Kotak-kotak kayu berisi buah tomat segar dari Surabaya yang siap dipasarkan di Adonara. Foto: Ary Toekan

Pelabuhan Larantuka-Flores Timur, Selasa, 29 Desember 2020 di atas geladak sebuah kapal motor rute Larantuka-Waiwerang. Muatan di atas geladak kapal itu menarik perhatian seorang teman. Ia memotret, foto dan narasi caption sama menariknya. Di wall facebooknya, Ary Toekan menempatkan judul untuk foto dan narasinya dengan huruf kapital, 'RATUSAN KOTAK TOMAT MASUK ADONARA'.

Obyek foto itu adalah ratusan kotak kayu berisi buah tomat segar, tersusun di atas geladak kapal. Keterangan foto mengkonfirmasi, tomat itu didatangkan seorang pedagang Adonara dari Surabaya. Orang Adonara makan tomat dari Surabaya?   Ini pertanyaan krusial!

Di era keterbukaan ekonomi,dengan dukungan konektifitas transportasi yang baik, mendatangkan barang dari Jawa ke Adonara itu hal wajar. Akan tetapi, haruskah tomat? Orang Adonara tidak menanam tomat? Kurang lahan pertaniankah? Atau tomat tidak punya prospek profit bagi orang Adonara?

Mungkin masih ada banyak pertanyaan lain, untuk  menjelaskan mengapa tomat saja mesti diimpor dari Surabaya. Bisa jadi, fenomena ini adalah petunjuk, rapuhnya fondasi ketahanan pangan kita (food security). 

Okelah, anggap saja Surabaya itu adalah bonus kemudahan akses ekonomi bagi orang Adonara,  tetapi  sekali lagi untuk komoditi sebatas tomat, harusnya itu bisa dipanen dari lahan kita sendiri di Adonara. Kita tidak sadar, kemudahan akses ekonomi pada sumber-sumber produksi di luar Adonara, sesungguhnya menempatkan kita pada kerentanan ekonomi yang berbahaya. 

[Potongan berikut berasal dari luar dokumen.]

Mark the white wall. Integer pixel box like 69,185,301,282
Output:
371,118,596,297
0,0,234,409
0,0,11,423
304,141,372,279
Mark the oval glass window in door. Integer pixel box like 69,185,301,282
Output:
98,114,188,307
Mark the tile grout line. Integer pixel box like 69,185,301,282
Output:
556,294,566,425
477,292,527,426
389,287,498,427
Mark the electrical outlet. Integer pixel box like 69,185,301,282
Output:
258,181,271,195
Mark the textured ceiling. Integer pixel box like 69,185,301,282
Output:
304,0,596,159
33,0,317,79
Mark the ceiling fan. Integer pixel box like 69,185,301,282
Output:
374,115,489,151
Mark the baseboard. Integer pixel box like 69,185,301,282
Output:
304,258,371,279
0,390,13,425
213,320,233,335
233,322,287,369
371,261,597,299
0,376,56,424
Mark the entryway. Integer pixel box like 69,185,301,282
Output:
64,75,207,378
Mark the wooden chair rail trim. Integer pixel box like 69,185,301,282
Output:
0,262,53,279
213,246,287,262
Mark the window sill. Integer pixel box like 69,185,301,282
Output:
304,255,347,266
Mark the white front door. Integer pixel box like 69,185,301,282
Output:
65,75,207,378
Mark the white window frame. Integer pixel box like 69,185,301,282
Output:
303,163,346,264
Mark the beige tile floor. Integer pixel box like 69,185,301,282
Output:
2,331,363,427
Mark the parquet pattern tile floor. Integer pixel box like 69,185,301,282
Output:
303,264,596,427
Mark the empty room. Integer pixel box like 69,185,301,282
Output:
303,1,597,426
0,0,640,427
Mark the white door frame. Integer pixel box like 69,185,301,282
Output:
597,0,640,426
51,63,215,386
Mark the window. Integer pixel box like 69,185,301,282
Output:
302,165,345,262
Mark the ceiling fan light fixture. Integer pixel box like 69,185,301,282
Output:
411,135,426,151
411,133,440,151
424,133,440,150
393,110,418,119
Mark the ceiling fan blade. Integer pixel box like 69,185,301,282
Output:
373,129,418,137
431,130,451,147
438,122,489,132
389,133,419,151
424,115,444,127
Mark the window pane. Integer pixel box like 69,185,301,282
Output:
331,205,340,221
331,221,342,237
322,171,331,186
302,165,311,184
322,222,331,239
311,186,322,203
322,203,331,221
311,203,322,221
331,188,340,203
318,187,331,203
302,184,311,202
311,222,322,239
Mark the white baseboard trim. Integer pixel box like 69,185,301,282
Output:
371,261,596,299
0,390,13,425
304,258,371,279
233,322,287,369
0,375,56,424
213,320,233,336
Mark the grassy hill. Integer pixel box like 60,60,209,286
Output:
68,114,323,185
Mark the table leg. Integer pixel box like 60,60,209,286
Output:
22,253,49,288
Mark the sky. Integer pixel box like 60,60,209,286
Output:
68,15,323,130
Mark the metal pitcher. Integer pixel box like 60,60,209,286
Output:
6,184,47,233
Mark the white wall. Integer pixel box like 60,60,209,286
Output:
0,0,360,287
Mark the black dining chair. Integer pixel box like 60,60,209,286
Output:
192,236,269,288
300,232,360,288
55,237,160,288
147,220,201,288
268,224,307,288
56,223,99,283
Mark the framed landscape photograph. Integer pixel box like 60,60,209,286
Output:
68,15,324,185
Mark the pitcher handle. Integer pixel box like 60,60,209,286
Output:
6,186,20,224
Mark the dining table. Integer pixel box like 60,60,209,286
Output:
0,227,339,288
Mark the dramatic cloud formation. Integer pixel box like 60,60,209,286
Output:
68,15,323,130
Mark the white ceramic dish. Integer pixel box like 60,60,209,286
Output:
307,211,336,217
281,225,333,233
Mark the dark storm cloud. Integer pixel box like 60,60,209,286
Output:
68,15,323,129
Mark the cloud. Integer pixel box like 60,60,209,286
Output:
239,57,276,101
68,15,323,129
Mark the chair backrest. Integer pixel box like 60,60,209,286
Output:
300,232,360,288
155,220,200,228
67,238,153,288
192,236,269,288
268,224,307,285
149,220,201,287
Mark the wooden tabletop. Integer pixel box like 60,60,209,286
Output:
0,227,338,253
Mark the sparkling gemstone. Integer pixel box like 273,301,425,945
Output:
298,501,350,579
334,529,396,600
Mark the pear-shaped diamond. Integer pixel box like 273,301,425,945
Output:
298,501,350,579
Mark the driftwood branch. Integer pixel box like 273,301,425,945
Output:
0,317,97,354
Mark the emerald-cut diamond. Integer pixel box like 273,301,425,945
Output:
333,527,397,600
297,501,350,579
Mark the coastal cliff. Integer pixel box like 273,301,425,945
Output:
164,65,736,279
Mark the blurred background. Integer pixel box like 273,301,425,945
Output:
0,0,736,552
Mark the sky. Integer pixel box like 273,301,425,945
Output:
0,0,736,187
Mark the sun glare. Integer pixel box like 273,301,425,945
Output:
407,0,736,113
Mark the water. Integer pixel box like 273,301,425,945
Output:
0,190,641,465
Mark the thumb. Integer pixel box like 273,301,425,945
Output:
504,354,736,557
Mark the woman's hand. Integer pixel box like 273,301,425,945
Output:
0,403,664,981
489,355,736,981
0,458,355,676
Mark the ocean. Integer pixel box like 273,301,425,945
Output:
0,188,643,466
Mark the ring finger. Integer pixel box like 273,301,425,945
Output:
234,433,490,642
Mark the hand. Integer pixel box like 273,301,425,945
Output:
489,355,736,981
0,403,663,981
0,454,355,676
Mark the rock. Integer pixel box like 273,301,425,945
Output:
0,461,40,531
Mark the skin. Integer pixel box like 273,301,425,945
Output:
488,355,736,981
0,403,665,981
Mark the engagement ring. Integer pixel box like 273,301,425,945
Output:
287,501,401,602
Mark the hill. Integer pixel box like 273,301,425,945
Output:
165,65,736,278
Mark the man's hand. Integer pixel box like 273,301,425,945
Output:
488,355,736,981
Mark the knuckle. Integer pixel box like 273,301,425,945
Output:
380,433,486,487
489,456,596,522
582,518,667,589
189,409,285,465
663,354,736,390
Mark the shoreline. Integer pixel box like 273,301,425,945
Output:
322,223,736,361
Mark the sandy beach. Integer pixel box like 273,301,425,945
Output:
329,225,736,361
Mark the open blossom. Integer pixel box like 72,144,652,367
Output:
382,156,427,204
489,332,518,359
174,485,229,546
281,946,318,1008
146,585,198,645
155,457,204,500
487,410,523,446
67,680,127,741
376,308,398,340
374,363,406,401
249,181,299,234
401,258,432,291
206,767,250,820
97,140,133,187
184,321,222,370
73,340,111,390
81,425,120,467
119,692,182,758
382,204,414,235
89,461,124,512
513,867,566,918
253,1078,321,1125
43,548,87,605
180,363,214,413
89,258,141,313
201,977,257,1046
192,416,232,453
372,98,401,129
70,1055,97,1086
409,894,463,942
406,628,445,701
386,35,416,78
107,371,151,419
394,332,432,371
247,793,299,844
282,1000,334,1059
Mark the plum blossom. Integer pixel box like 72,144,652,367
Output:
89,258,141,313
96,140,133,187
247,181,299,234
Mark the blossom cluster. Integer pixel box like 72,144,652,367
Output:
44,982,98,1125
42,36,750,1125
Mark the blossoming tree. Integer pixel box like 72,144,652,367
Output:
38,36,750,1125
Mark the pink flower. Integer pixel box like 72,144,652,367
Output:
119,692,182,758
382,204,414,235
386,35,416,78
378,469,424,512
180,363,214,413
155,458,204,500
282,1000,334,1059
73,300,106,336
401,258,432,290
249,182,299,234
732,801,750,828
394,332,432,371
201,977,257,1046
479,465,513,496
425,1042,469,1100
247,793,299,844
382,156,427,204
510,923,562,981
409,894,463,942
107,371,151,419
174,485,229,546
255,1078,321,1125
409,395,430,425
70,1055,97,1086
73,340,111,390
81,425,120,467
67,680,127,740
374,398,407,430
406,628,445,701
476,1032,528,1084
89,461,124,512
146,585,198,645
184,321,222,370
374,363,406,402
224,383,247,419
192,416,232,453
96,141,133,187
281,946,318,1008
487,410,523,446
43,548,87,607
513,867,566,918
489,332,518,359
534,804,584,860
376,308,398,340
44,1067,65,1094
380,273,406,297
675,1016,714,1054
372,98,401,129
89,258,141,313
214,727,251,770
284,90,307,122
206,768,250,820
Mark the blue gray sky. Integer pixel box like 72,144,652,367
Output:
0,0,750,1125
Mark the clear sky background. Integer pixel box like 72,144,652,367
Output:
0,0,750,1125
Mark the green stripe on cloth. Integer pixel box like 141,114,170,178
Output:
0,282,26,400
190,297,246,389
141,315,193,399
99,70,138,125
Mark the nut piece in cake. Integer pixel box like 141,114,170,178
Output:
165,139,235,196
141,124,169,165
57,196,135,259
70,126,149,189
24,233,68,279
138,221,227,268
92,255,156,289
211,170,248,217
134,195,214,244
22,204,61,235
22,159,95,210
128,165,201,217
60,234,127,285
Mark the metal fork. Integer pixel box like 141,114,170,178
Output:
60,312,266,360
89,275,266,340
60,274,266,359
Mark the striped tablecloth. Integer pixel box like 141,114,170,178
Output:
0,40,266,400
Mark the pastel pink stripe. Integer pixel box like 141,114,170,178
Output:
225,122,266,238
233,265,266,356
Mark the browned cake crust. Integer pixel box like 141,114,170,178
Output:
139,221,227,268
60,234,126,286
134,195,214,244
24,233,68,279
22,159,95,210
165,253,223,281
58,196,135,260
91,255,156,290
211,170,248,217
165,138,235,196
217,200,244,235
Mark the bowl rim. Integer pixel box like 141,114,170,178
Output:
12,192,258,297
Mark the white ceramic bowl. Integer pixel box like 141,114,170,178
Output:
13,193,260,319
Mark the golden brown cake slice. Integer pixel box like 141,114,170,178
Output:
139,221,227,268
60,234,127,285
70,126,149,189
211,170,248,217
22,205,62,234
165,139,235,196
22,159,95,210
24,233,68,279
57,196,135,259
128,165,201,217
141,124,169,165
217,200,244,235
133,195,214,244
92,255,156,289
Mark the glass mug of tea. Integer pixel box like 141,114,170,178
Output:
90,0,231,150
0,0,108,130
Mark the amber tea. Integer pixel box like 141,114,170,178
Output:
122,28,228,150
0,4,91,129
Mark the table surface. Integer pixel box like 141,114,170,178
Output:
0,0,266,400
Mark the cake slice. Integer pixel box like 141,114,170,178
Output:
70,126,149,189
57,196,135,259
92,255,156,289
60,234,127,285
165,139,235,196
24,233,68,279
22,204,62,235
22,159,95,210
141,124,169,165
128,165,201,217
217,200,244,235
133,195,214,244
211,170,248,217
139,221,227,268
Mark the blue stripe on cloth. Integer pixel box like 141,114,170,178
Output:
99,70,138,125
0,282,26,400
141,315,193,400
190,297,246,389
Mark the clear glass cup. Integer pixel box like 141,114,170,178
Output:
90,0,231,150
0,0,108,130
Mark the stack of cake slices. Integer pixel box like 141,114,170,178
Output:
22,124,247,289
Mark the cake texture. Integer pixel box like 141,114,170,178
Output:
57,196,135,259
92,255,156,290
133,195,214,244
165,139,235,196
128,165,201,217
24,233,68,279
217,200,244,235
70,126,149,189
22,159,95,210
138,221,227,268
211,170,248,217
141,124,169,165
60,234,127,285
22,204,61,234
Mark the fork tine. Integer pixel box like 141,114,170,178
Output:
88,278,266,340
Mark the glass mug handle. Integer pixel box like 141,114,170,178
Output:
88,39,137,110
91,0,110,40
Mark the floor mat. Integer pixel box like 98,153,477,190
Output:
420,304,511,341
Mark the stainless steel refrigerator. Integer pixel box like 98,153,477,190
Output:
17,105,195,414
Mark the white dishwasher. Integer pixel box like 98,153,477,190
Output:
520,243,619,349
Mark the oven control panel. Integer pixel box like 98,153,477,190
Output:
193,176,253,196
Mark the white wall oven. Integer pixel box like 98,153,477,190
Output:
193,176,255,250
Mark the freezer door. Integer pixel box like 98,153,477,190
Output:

Bahaya akan datang, ketika terjadi disrupsi pada sumber produksi yang berasal dari luar daerah. Perubahan pola konsumsi dari jagung ke beras adalah contoh nyatanya. Perubahan itu diawali dari alih fungsi lahan kebun, dari tanaman jagung diganti  mente.

Menanam mente tentu saja mudah  menghasilkan  uang cash, tetapi ketika kelaparan  melanda, warga  tidak punya cukup stok makanan dari kebun sendiri. Ketergantungan pada sumber produksi di luar wilayah mengancam kedaulatan warga terhadap produksi pangan dari lahan sendiri. Adonara mungkin sulit swasembada beras, tetapi tidak untuk tomat. 

Untuk kasus tomat dari Surabaya, saya percaya lahan di Adonara bisa memproduksinya. Saya berpikir positif, mungkin tomat impor kemarin hanya untuk mengatasi kekosongan stok, karena kekurangan produksi lokal atau untuk memenuhi permintaan pasar yang sedang tinggi pada libur natal tahun baru. 

Namun, jika impor itu adalah siklus normal yang dilakukan selama ini, maka sudah saatnya orang Adonara berpikir untuk melakukan sesuatu. Fenomena kemarin telah menjelaskan, tomat punya prospek bagus secara bisnis di Adonara. Jika tidak menguntungkan, mana mungkin si pedagang mau mendatangkan dari Surabaya, begitu kan logika sederhananya.

Tidak semua wilayah di Adonara subur dan tersedia air memadai. Tetapi kawasan Adonara Tengah dan Barat yang berhawa dingin, bisa menjadi sentra pengembangan komoditi holtikultura. Otoritas pemda Flotim melalui Dinas Pertanian dan Ketahanan Pangan bisa memfasilitasi kelompok tani/masyarakat untuk menjawab kebutuhan ini. 

Cukup mobil pick up dan sepeda motor yang kita datangkan dari Surabaya, tomat jangan. Mari berdayakan lahan kita, menanam sambil  mengasah naluri bisnis, peka membaca permintaan pasar, dan satu lagi, tekun berusaha. Akan sangat membanggakan, jika semangat ini tumbuh dalam diri anak-anak muda, untuk melirik lahan pertanian sebagai sumber usaha yang prospektif.